L’an neuf
A quoi bon une nouvelle année ? Pour lui, la vie s’achève.
Le vieil homme regarde les visages fardés qui roulent comme des galets dans l’eau vive de la fête. Les masques chahutés dans le torrent des rires et des chants. Les silhouettes dansantes d’autres qu’il ne sait nommer.
Echoué sur une rive de moleskine, il balbutie. Labiales rouges. Des bulles éclosent dans sa bave.
Vers quel horizon s’en est-elle allée ? Son regard s’efface peu à peu dans le bleu du ciel. Il le croyait inaltérable telle une gemme sertie dans la nuit.

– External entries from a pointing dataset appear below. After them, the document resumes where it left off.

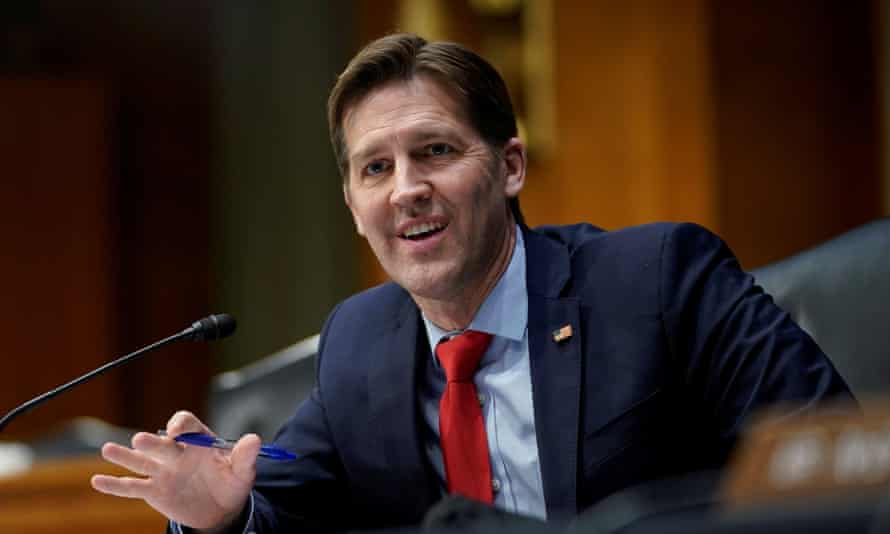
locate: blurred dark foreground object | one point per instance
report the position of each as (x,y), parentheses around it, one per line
(454,512)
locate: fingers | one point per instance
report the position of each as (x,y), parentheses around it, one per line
(183,421)
(244,456)
(129,487)
(135,461)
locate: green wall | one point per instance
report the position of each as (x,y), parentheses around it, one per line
(284,246)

Alors quoi dire ? Depuis ce jour d’été, quand le miroir ne s’embua plus. L’odeur fade d’un bouquet de fleurs fanées flottait dans la chambre.
Bien sûr il lui reste un refuge. Mais son corps décharné peine à s’inscrire sur le lit ouvert, comme si de l’amour il ne pouvait rien écrire de plus. Sa pâleur tremble dans le reflet des vitres.
L’absente ne signe aucun regret. Il la devine errer dans quelque univers inexploré.
La simplicité du désir n’aide plus. Trop de rêves le dispersent. Tant de mémoire le troue.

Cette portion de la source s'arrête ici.